球団から無期限の公式戦出場停止処分を受けた西武・山川穂高内野手(31)の処分解除は、やはり今季終了後以降となりそうだ。

 知人女性に対する強制性交の疑いで書類送検されていた山川の検察判断は、嫌疑不十分として8月29日に不起訴処分となった。それから6日後の4日、球団処分を受け山川は「深く反省しています。処分内容を真摯に受け止め、今後は一つひとつ目の前のことに取り組み再びチームの役に立てるように地道に練習に励みます」とコメントを発表し、5日もこれまで通り三軍練習で汗を流した。

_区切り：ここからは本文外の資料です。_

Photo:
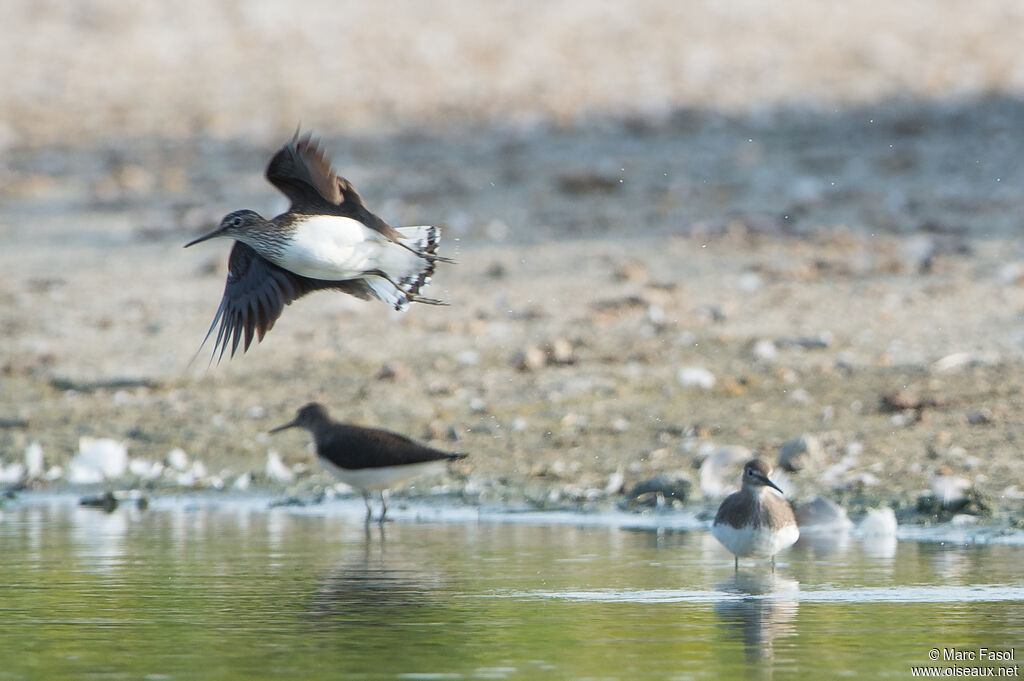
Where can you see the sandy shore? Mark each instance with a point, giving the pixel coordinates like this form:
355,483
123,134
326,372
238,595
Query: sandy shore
832,256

 4日、飯田光夫球団本部長は都内で「不起訴処分になったとはいえ、これだけ世間を騒がせたということ。球団としては重いと考えた結果の処分です」と説明。併せて山川の出場停止の対象を一、二軍の公式戦とし三軍戦や10月のフェニックス・リーグは対象外であることを語っていた。同本部長は5日、敵地で行われたオリックス戦(ほっともっと)前に選手、首脳陣を集めこの処分に関する説明を行った。

 わずかなCS進出の可能性を追いかける現場に対する最大限の配慮で、処分発表はチームの神戸への移動日の4日だった。山川問題に関しては、これまでも現場に余計な雑音を与えないよう最大限配慮してきたフロントの姿勢を見れば、今季中の現場復帰はやはりないだろう。

 まだ可能性を残す相手女性側の検察審査会への申し立て、民事訴訟次第ではさらなる問題解決までの長期化も予想される。山川もそれを念頭に置いての会見未対応でもあろう。この問題が本当の意味で終結した時に山川の処分解除による謝罪、復帰会見が設定されることになりそうだ。